Talend Data integration Job Designing
In this section, we are ready to create our first Job in Talend studio.
The runnable layer of a business Model is Job designing. When one or more components are connecting, it represents the graphical design, which allows us to set up and run the dataflow management process.
Job design helps to convert the business needs into the code, routines, and programs, basically it is used to implement our data flow.
The Job we design can relate all of the various sources and target which we need, for data integration and any other related process.
While designing a Job, we can perform many actions like:
- We can set the connection and relationship between components to define the sequence and the nature of actions.
- We can change the default setting of components as well as create new components which match our exact need.
- For editing the components, we can access the code at any time.
- We can design and add the items to the repository for reusing and sharing a purpose.
Note:
We need to install an Oracle JVM 1.8 (IBM JVM is not supported, to execute our Jobs.
Refer the below link to download an Oracle JVM:
https://www.oracle.com/technetwork/java/javase/downloads/index.html
Follow the below process to design a Job in Talend studio for a data integration platform:
- Create a new Job
- Adding the components
- Connect the components
- Configure the components
- Execute the Job
Create a new Job
Step1:
- Open the Talend Open Studio for Data integration platform.
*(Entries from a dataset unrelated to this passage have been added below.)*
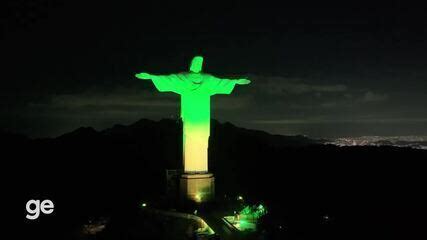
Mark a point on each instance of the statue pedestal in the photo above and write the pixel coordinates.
(197, 187)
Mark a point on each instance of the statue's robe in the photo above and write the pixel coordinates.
(195, 112)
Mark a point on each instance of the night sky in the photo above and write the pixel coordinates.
(319, 69)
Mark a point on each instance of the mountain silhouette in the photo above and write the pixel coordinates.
(91, 173)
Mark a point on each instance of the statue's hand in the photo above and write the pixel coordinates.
(243, 81)
(145, 76)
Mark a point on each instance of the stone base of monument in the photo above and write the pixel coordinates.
(198, 187)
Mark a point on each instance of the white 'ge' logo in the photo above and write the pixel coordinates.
(34, 207)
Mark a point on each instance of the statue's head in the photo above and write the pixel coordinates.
(196, 64)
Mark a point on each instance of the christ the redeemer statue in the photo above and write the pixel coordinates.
(195, 89)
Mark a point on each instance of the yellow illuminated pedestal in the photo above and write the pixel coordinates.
(195, 89)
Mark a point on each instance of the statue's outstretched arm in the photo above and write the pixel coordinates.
(240, 81)
(145, 76)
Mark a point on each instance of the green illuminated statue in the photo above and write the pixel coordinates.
(195, 89)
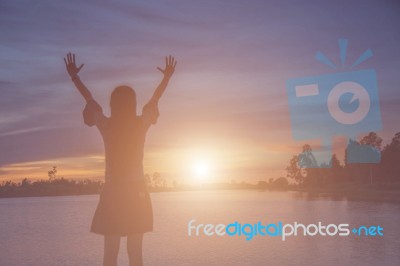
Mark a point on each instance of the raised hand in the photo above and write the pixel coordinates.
(72, 69)
(169, 69)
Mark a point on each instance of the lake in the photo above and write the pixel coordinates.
(55, 230)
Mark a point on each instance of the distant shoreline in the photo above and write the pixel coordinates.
(389, 193)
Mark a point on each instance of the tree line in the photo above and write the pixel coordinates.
(386, 171)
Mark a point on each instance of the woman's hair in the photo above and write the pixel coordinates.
(123, 104)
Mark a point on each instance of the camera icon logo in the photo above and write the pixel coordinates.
(337, 104)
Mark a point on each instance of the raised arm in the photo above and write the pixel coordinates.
(73, 71)
(169, 69)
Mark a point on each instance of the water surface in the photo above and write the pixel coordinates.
(55, 230)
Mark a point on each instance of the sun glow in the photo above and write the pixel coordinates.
(201, 170)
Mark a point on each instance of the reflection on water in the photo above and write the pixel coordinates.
(55, 230)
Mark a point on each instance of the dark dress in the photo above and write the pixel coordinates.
(125, 206)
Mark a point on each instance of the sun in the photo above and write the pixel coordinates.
(201, 169)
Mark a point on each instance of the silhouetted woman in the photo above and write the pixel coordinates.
(125, 207)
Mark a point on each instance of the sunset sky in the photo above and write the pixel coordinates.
(227, 102)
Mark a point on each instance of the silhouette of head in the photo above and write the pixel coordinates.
(123, 103)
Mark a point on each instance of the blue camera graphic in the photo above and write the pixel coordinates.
(338, 104)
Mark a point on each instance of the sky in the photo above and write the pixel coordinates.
(226, 105)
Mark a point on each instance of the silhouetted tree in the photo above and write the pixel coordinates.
(293, 171)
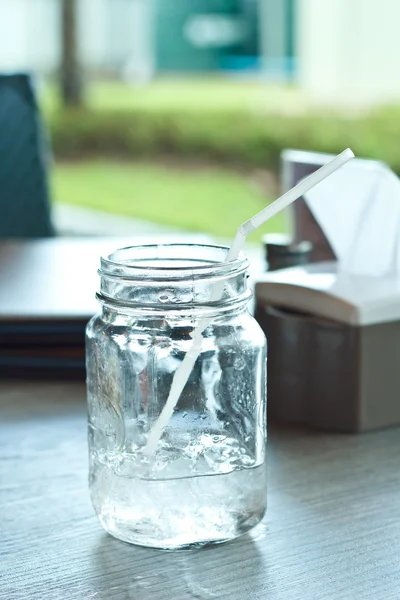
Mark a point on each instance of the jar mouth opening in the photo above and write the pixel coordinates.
(171, 261)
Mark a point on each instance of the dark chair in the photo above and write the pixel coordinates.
(24, 156)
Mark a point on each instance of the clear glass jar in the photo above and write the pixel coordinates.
(205, 481)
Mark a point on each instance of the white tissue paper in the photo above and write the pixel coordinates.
(358, 208)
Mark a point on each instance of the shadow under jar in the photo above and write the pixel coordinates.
(205, 482)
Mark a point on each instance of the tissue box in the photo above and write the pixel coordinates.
(333, 347)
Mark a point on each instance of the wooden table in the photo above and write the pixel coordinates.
(332, 529)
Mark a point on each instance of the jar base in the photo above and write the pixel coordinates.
(185, 539)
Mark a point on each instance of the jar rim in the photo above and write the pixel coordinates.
(168, 261)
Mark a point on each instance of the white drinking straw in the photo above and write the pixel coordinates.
(183, 372)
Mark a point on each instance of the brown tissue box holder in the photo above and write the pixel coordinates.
(333, 348)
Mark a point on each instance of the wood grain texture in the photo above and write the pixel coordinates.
(332, 529)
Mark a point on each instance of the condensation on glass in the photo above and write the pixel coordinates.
(206, 481)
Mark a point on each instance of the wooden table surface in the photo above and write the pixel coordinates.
(332, 529)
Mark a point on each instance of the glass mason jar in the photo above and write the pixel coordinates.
(204, 478)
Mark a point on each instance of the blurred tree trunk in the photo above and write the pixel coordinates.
(71, 76)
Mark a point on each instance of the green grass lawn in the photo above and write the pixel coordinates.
(208, 200)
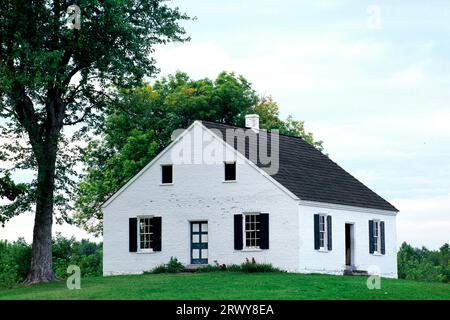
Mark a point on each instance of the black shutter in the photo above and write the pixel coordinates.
(156, 236)
(316, 232)
(383, 245)
(329, 235)
(132, 233)
(371, 239)
(264, 227)
(238, 244)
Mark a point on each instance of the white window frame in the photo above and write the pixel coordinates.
(144, 250)
(377, 236)
(224, 171)
(173, 178)
(245, 231)
(323, 232)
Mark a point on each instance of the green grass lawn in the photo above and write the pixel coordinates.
(231, 285)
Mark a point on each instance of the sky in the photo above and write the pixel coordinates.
(369, 78)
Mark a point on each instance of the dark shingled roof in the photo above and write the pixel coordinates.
(312, 176)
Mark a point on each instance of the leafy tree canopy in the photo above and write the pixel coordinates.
(141, 123)
(53, 77)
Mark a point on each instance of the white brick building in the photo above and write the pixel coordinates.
(206, 203)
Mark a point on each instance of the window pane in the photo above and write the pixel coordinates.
(167, 174)
(230, 171)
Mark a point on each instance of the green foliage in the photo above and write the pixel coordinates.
(140, 124)
(52, 77)
(173, 266)
(424, 265)
(15, 259)
(14, 262)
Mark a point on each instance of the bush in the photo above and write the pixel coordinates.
(173, 266)
(424, 265)
(15, 259)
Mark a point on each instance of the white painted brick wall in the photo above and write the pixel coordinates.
(199, 193)
(334, 261)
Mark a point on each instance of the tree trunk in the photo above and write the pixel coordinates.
(41, 260)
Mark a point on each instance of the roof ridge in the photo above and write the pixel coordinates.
(243, 127)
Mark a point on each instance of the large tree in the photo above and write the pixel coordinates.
(140, 125)
(52, 76)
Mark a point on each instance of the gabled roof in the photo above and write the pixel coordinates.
(311, 175)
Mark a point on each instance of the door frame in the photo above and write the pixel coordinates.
(191, 223)
(351, 226)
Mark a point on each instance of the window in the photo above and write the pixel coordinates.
(167, 174)
(145, 233)
(230, 171)
(323, 231)
(252, 231)
(376, 236)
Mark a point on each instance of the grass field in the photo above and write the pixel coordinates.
(230, 285)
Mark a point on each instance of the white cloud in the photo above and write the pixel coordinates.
(409, 77)
(424, 221)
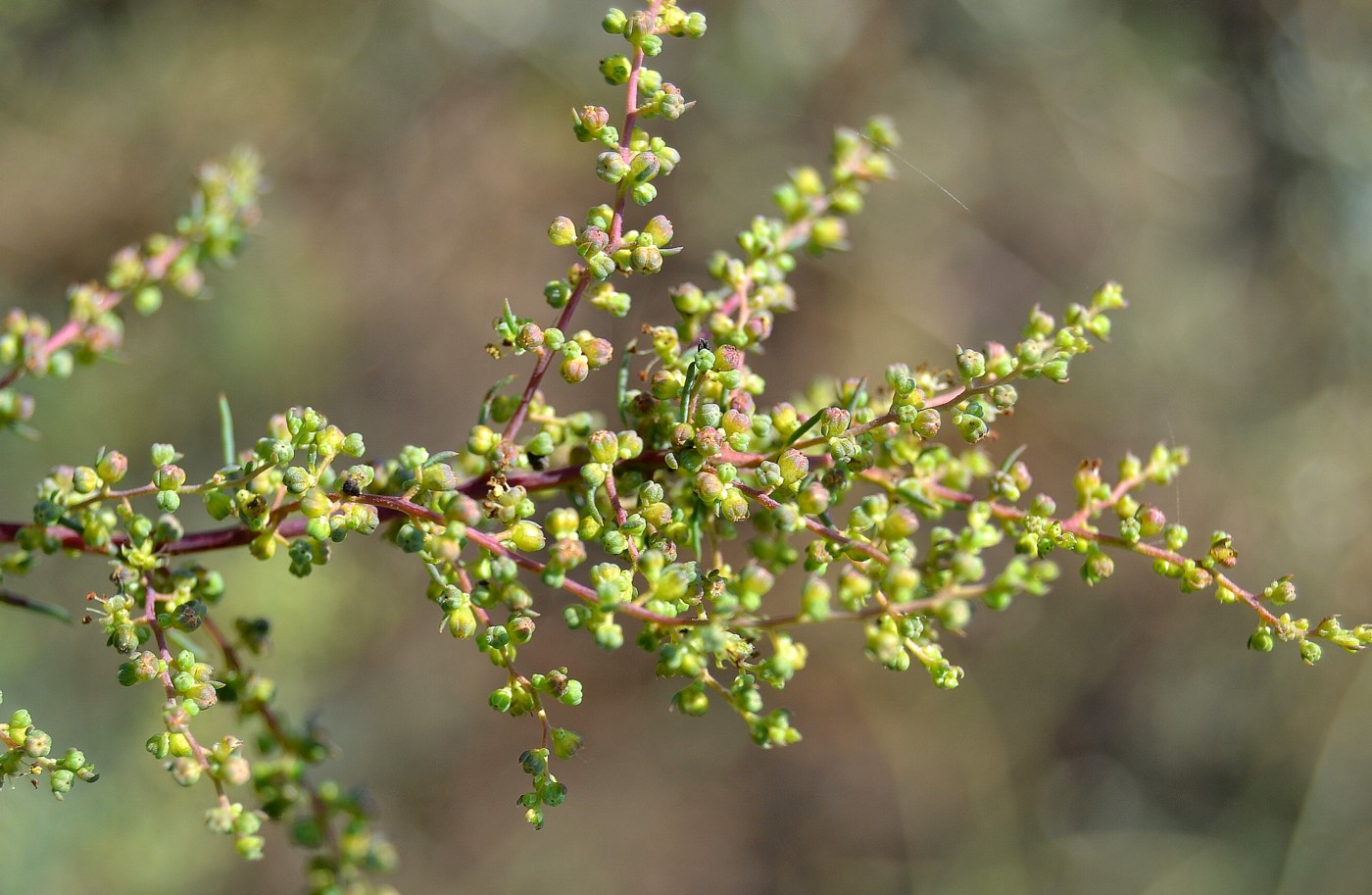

- Go to the repository pane, right-click on the Job design, and select the Create Job as we can see in the below screenshot:
Step2:
- The new Job window will open, where we will fill the details like a Name, Purpose and the Description, and click on the Finish button as we can see in the below screenshot:
- The Job has been created under the Job Designs section, as we can see in the below image,
Adding the Components:
The next phase of Job designing is adding the components, where we will add the components, connect, and configure them.
Step3:
For adding the components of a Job, we will directly go to the Palette panel, where we have several numbers of components available.
Or, we can also use the search field and enter the name of the component and select it.
For example, we will select tFileInputExcel in the Input from the File component.
Palette → File → Input → tFileInputExcel
Step4:
- Since we are taking the Excel file as an input, we will drag the tFileInputExcel component from the Palette panel, and drop it to Design workspace window, as we can see in the below image:
Step5:
- Now in the next step, we will click anywhere on the design workspace window.
- One search box will appear, then type tLogRow and select it from the given list, and the selected component will be shown on the design workspace window as we can observe in the below image:
Note:
tLogRow is used to display the flow content (rows) on the running Job console.
Step6:
- In the next step, we will finally drag the tFileOutputExcel component from the Palette pane, and drop into the design workspace window, as we can observe in the below screenshot:
As of now, we are done with adding the components of the Job, and our design workspace will look like this:
Connect the components
After successfully adding the components, we are going to connect the components.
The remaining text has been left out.